Il ritornello del vice-presidente, «ce lo chiede l’Europa», non convince Nino Di Matteo, ex pm del processo Trattativa Stato-Mafia e ora consigliere del Csm: «Questa litania del Pnrr e dell’Europa è un alibi. L’Europa non ci chiede che la politica controlli il pubblico ministero, non ci chiede pubblici ministeri con carriere diverse dai giudici, non ci chiede pubblici ministeri che debbano essere valutati anche dagli avvocati. Ci chiede di andare nella direzione di una più tempestiva definizione dei processi. Su questo non si fa nulla. Con questa riforma gli organici dei magistrati e del personale amministrativo rimangono sguarniti, si creano condizioni perché i processi col meccanismo delle improcedibilità vadano improvvisamente in fumo vanificando gli sforzi anche di anni di investigatori, magistrati, avvocati e il diritto di tutti i cittadini a una verità processuale».

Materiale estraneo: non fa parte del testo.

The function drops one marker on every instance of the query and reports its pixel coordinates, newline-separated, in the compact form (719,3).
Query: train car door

Il magistrato di Palermo senza mezzi termini definisce la riforma Cartabia «una rivalsa nei confronti della magistratura di una certa politica. Si vogliono regolare i conti con quella parte della magistratura che in passato ha saputo alzare il tiro e occuparsi di indagini e processi nei confronti della criminalità dei potenti». Dannosa, ripete più volte Di Matteo: «Dannosa per tanti altri aspetti che riguardano l’ordinamento giudiziario: renderanno sia i giudici che i pm meno liberi, meno indipendenti, più burocrati e più attenti alle statistiche, a non dispiacere nessuno per fare carriera: i propri dirigenti, gli avvocati. Questa riforma prevede anche che i progetti organizzativi delle procure della Repubblica, cioè il programma di lavoro di ogni procura della Repubblica su base triennale, debbano essere trasmessi non solo al Csm ma anche al ministro, che potrà fare delle osservazioni in merito. Un chiaro sintomo della volontà della politica di controllare l’attività delle procure».